Step 1 :First, we need to understand that an exponential function has the form \(f(x) = ab^x\), where \(a\) is the initial value (the value of \(f\) when \(x = 0\)), and \(b\) is the growth factor.
Step 2 :For the function \(f\), we know that when \(x = 0\), \(f(x) = 60\). So, \(a = 60\).
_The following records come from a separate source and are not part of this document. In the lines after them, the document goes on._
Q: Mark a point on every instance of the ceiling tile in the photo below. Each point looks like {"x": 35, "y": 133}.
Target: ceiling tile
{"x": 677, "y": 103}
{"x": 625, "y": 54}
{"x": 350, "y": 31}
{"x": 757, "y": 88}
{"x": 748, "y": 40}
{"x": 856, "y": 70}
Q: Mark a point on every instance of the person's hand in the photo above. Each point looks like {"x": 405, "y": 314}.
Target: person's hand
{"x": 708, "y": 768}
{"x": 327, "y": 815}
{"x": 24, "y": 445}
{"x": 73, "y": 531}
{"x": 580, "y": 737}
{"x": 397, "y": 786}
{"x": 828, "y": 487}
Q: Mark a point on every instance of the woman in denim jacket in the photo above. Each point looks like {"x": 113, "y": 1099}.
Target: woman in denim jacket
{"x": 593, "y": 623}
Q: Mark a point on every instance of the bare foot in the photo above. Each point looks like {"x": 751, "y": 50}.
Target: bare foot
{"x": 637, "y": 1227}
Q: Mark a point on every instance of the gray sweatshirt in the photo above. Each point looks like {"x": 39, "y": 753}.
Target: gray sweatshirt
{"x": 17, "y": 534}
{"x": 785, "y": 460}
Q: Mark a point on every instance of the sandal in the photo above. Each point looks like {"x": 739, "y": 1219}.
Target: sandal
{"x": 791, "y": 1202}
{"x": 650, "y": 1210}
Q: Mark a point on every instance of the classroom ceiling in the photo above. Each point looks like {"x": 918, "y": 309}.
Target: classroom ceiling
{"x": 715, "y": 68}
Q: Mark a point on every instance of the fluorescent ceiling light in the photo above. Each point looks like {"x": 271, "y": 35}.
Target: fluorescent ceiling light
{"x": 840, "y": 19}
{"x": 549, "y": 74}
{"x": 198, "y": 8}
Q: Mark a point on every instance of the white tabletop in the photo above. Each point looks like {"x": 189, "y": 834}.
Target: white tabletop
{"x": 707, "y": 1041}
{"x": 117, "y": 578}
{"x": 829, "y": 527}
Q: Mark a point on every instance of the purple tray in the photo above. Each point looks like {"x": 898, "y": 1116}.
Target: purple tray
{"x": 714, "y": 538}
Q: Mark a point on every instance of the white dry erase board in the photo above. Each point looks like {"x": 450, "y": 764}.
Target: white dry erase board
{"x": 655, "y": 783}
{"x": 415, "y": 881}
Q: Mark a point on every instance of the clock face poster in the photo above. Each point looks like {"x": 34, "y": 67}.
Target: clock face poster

Step 3 :We also know that when \(x = 1\), \(f(x) = 81\). We can use this information to find \(b\). We have the equation \(60b = 81\). Solving for \(b\), we get \(b = 81/60 = 1.35\).
Step 4 :So, the function \(f\) is \(f(x) = 60(1.35)^x\).
Step 5 :For the function \(g\), we follow the same steps. We know that when \(x = 1\), \(g(x) = 3.22\). So, \(a = 3.22\).
Step 6 :We also know that when \(x = 2\), \(g(x) = 7.406\). We can use this information to find \(b\). We have the equation \(3.22b = 7.406\). Solving for \(b\), we get \(b = 7.406/3.22 = 2.3\).
Step 7 :So, the function \(g\) is \(g(x) = 3.22(2.3)^{x-1}\).
Step 8 :Finally, we check our results. For \(f\), when \(x = 0\), \(f(x) = 60(1.35)^0 = 60\), and when \(x = 1\), \(f(x) = 60(1.35)^1 = 81\). For \(g\), when \(x = 1\), \(g(x) = 3.22(2.3)^0 = 3.22\), and when \(x = 2\), \(g(x) = 3.22(2.3)^1 = 7.406\). Both functions meet the requirements of the problem.